原来谢家杀手已绕至后方,正是忘忧酒馆的方向。那里虽已被苏暮雨震塌了屋顶,但主体结构尚在,更重要的是,那里藏着阿宁三年来所有的积蓄和身份证明——那是她作为一个普通人“沈离”活下去的唯一凭证。
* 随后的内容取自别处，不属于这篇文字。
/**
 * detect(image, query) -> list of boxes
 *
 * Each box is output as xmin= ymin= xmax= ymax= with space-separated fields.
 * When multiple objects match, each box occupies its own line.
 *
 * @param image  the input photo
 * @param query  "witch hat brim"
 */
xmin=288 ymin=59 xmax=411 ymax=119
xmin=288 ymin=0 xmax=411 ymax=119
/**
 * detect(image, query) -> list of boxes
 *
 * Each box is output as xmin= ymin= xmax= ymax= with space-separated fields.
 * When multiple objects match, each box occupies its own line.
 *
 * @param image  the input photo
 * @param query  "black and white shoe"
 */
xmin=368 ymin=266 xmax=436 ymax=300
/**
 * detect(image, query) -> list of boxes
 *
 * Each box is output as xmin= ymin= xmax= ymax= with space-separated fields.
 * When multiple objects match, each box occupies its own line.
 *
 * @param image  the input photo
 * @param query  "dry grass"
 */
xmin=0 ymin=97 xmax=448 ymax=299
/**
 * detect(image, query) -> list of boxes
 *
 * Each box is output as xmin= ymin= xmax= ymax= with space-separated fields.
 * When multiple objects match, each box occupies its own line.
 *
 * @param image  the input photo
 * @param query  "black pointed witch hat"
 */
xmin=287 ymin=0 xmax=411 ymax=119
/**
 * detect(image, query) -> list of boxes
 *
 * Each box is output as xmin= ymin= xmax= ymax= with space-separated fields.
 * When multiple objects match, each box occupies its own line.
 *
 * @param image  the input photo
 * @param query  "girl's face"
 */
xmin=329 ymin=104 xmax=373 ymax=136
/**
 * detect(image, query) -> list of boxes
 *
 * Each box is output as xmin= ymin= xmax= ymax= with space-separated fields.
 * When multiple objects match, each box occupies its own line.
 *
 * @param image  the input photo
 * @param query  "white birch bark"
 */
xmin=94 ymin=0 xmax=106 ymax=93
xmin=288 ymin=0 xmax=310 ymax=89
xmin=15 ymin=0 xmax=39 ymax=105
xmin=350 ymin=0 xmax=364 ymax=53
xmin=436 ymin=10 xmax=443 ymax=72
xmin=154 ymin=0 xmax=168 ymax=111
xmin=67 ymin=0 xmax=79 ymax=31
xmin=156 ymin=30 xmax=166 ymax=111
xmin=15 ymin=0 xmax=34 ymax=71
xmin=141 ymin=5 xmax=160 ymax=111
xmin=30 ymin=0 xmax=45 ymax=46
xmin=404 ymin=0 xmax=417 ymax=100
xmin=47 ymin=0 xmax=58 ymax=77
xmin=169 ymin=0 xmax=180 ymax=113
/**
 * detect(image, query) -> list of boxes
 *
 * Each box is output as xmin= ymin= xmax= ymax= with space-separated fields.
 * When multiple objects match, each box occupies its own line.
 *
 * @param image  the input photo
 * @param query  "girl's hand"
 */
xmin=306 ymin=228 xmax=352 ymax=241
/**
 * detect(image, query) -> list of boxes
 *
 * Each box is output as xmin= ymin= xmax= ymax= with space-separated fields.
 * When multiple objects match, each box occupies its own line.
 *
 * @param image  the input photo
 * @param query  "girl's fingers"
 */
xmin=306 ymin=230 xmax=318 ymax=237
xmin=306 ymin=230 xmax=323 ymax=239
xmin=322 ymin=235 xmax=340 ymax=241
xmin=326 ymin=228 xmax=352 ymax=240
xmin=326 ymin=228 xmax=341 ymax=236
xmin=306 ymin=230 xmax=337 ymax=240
“想烧我的店?”阿宁眼中闪过一丝慌乱,那是她最后的退路。
“那就让他们烧。”苏昌河冷冷道,手中刀势更猛,竟是不顾自身安危,硬生生震退了一圈杀手,抱着阿宁向酒馆方向掠去。
“疯子!”谢折扇怒骂,“既然想死在一起,那就成全你们!放火!”
数名杀手得令,将手中的火油罐狠狠砸向酒馆残垣,随即火箭齐发。
“轰——”
烈焰腾空而起。
阿宁眼睁睁看着那间她亲手搭建、一砖一瓦都浸透着心血的酒馆,在瞬间被火海吞噬。那些她珍藏的江南美酒、她绣了一半的桌布、她藏在柜台夹层里的地契……统统化为灰烬。
“不——!”阿宁发出一声凄厉的尖叫,挣扎着想要冲过去。
苏昌河死死扣住她的腰,不让她动弹分毫。
“看清楚了吗?”他在她耳边低语,声音冷酷如铁,“这就是江湖。你以为躲在角落里做个卖酒女就能安稳一生?只要你还活着,只要我还活着,这火,迟早会烧过来。”
“你为什么要带我来这里!你毁了它!你毁了我的一切!”阿宁泪流满面,拳头如雨点般落在苏昌河胸口。
“我毁了你的退路,是为了给你一条生路。”苏昌河任由她打骂,目光却死死盯着火海,眼中燃烧着比火焰更炽热的疯狂,“沈离已经死了。从今往后,你只能是我的阿宁。”
火势蔓延,热浪逼人。谢家杀手被火墙阻隔,一时无法靠近。
苏昌河趁着混乱,一刀劈开侧面围墙,抱着阿宁冲入火海边缘的密道——那是他刚才掠回时特意留的后手。
密道阴暗潮湿,与外面的烈火炼狱截然不同。
阿宁瘫软在地,看着头顶透下的火光,眼神空洞。她引以为傲的平静生活,在这一刻彻底崩塌。
苏昌河靠在墙上,剧烈咳嗽了几声,吐出一口黑血。他看着阿宁,眼中闪过一丝痛色,但转瞬即逝。
“恨我吗?”他问。
阿宁没有说话,只是死死咬着嘴唇,直到渗出血来。
“恨我就好。”苏昌河惨然一笑,伸手替她擦去脸上的烟灰,“恨我,你才能活下去。”
他站起身,拉起阿宁,向着密道深处走去。
“走吧,前面是地下河,直通天启城。既然暗河容不下我们,那我们就去这天下最危险的地方,搅他个天翻地覆。”
火光在他们身后渐渐远去,只留下一片废墟,和一段再也回不去的过往。